Oral Presentation 37th Lorne Cancer Conference 2025

Origins and signals of early lung tumourigenesis (114023)

Clare Weeden 1 2 , Maria Zagorulya 2 , William Hill 2 , Michelle Leung 2 3 , Tej Pandya 2 , Marcellus Augustine 2 3 , Rachel Scott 2 3 , Lydia Liu 2 , Emilia L Lim 2 , Eva Gronroos 2 , Nicholas M McGranahan 3 , Mariam Jamal-Hanjani 3 , Charles Swanton 2 3
  1. WEHI, Parkville, VIC, Australia
  2. Cancer Evolution And Genome Instability Laboratory, Francis Crick Institute, LONDON, United Kingdom
  3. Cancer Research UK Lung Cancer Centre of Excellence, University College London Cancer Institute, LONDON, United Kingdom

Background

Recent studies confirm ‘normal’ tissue is replete with cells harbouring oncogenic mutations. Driver mutations are therefore understood as necessary but not sufficient for tumour formation. Understanding the multifactorial processes regulating tumour formation will allow early detection and cancer prevention strategies.

 

People with no history of smoking account for 25% of lung cancer cases and do not qualify for low-dose CT screening for early detection of lung cancer. We have recently identified that EGFR mutations, a common somatic driver of lung cancer in never-smokers, are present in lung tissue with no evidence of malignancy. Exposure to air pollution provoked macrophage-driven inflammation, ultimately promoting outgrowth of pre-existing EGFR-mutant alveolar cells to form adenocarcinomas (Hill, Lim, Weeden, Nature 2023). We now address which lung epithelial lineages can form EGFR-driven cancers and if signals of early tumourigenesis can be detected in patients. 

 

Methods

We used an adenoviral mouse model of lung adenocarcinoma to activate EGFRL858R in either airway or alveolar lineages and tracked the formation of cancers under the influence of air pollution using multiomic approaches. We analysed plasma proteomics from UK-based clinical trials to identify proteins elevated before lung cancer diagnosis.

 

Results

All lung lineages formed EGFR-driven adenocarcinomas that were molecularly indistinct and located in lung parenchyma. Live cell imaging and single cell multiomics revealed airway initiating cells moved into the alveoli, driven in part by WNT signals from the niche. Once in the alveoli, each lineage converged on an alveolar-like damage-associated cell state that preceded adenocarcinoma formation.
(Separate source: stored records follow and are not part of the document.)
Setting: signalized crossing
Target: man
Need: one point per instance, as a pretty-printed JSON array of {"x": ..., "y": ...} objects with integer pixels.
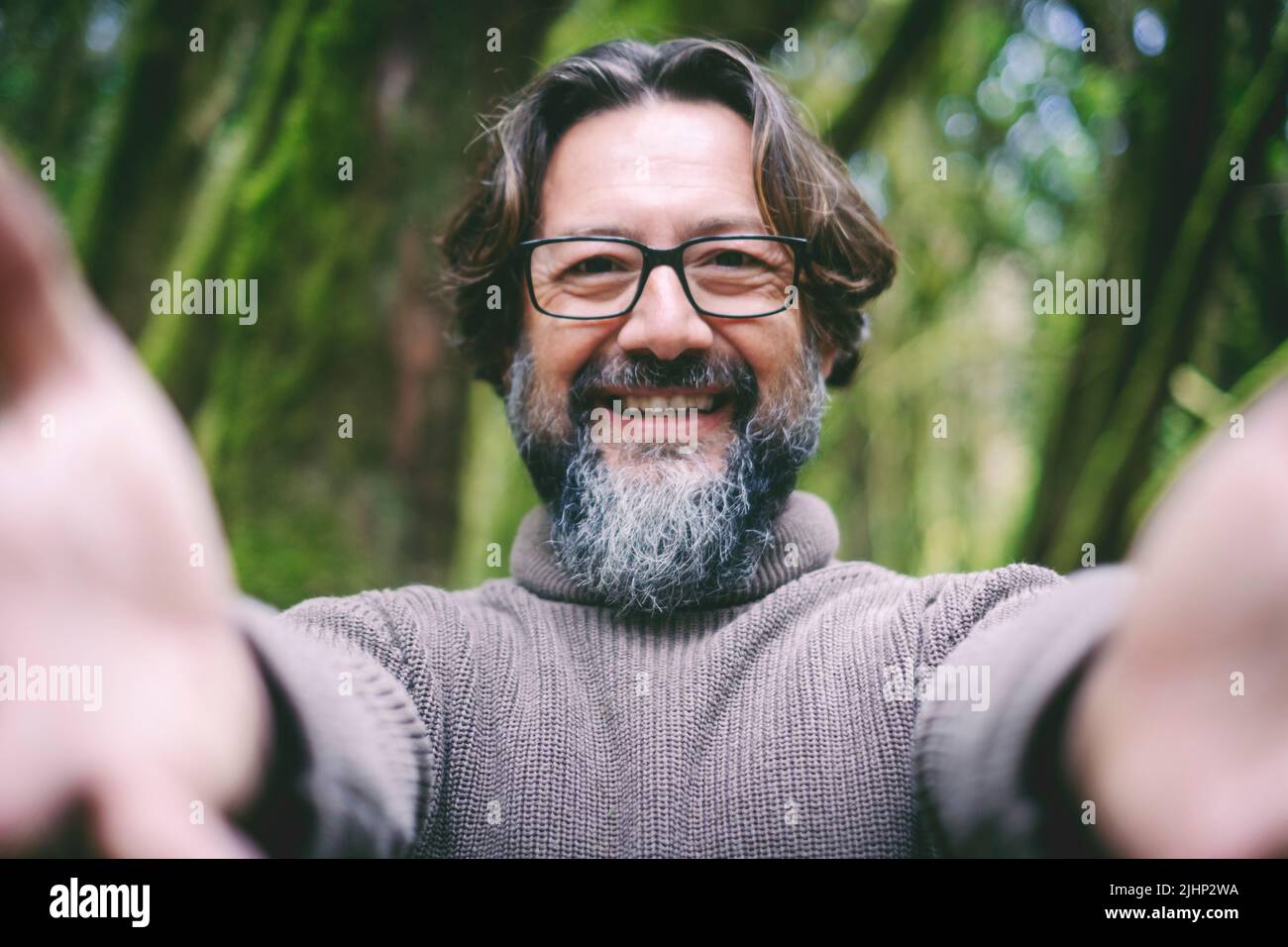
[{"x": 679, "y": 665}]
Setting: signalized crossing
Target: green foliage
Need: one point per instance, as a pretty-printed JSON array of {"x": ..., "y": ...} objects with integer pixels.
[{"x": 1061, "y": 429}]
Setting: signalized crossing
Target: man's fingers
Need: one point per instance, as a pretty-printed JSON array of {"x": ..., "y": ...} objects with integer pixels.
[
  {"x": 149, "y": 815},
  {"x": 42, "y": 294}
]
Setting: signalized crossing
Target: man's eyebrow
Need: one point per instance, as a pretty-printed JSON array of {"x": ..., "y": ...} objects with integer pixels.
[{"x": 704, "y": 227}]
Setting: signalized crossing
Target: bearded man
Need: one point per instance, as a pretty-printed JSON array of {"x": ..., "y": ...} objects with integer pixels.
[{"x": 679, "y": 665}]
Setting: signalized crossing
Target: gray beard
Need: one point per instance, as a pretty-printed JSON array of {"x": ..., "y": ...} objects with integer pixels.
[{"x": 670, "y": 532}]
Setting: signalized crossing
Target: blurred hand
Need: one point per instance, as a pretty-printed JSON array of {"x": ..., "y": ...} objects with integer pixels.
[
  {"x": 102, "y": 500},
  {"x": 1180, "y": 735}
]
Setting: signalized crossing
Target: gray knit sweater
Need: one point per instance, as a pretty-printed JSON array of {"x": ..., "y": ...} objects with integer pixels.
[{"x": 793, "y": 716}]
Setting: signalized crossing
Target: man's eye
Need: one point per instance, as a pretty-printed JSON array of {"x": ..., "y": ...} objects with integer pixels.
[
  {"x": 732, "y": 258},
  {"x": 593, "y": 264}
]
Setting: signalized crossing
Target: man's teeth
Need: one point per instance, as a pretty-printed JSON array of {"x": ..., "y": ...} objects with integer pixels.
[{"x": 679, "y": 402}]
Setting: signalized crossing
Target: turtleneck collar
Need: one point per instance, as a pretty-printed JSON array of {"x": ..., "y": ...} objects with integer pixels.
[{"x": 804, "y": 539}]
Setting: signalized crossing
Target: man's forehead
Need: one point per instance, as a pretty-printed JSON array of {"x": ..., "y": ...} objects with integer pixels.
[{"x": 668, "y": 166}]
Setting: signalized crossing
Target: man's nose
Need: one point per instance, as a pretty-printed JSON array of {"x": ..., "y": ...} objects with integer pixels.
[{"x": 664, "y": 321}]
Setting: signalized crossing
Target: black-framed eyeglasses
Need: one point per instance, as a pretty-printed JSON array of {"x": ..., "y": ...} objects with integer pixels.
[{"x": 733, "y": 277}]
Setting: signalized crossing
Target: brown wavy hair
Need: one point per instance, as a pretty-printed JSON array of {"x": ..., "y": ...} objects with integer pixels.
[{"x": 802, "y": 185}]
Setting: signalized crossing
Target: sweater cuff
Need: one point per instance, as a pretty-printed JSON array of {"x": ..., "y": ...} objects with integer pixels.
[
  {"x": 992, "y": 781},
  {"x": 349, "y": 757}
]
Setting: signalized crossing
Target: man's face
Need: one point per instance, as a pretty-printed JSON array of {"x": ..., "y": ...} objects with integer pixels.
[{"x": 653, "y": 526}]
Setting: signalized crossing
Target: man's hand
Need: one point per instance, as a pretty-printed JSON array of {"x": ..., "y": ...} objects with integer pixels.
[
  {"x": 1180, "y": 735},
  {"x": 112, "y": 561}
]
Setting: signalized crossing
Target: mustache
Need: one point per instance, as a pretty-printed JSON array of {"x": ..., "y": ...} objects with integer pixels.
[{"x": 645, "y": 369}]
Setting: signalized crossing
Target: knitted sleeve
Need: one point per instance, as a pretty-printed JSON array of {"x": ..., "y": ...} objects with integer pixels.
[
  {"x": 988, "y": 767},
  {"x": 359, "y": 728}
]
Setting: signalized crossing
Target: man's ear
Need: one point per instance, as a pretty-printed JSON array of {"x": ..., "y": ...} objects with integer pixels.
[
  {"x": 825, "y": 357},
  {"x": 505, "y": 373}
]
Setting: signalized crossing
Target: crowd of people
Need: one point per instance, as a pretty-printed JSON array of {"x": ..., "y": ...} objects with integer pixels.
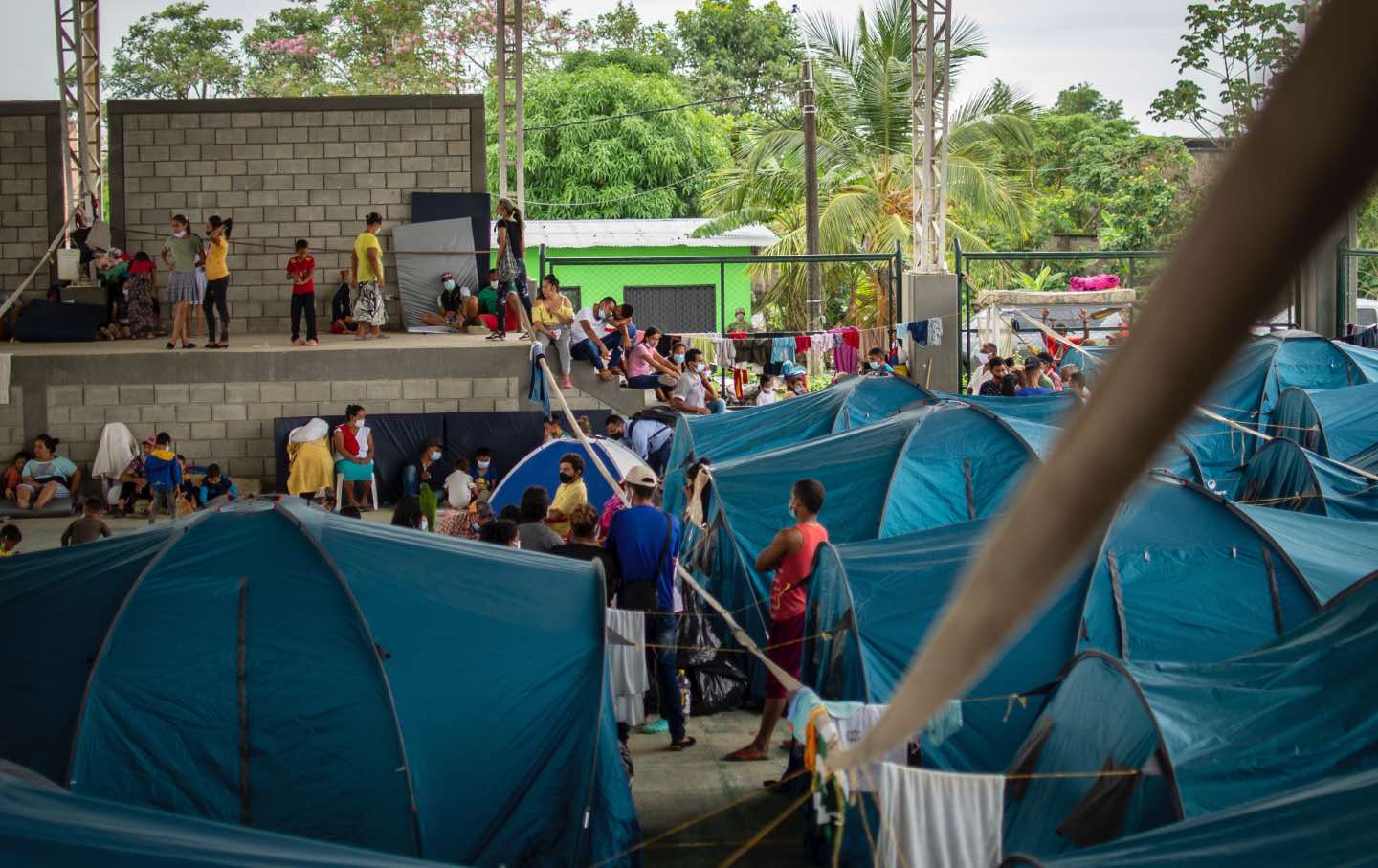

Pollution exposure selected against tumour initiating basal cells due to IL-1b induced dormancy. Proteins associated with lung epithelial and myeloid cells were elevated in the plasma up to 5 years before lung cancer diagnosis in people enrolled in UK biobanks (n = ~250,000), including in those with no smoking history.

 

Conclusions

Our results suggests that the alveolar-like damage-associated cell state is highly conserved before overt malignancy. Signals of this state and the niche that supports it are detectable in plasma before lung cancer diagnosis, including those who would not qualify for lung cancer screening. We propose targeting this cell state could enable cancer prevention.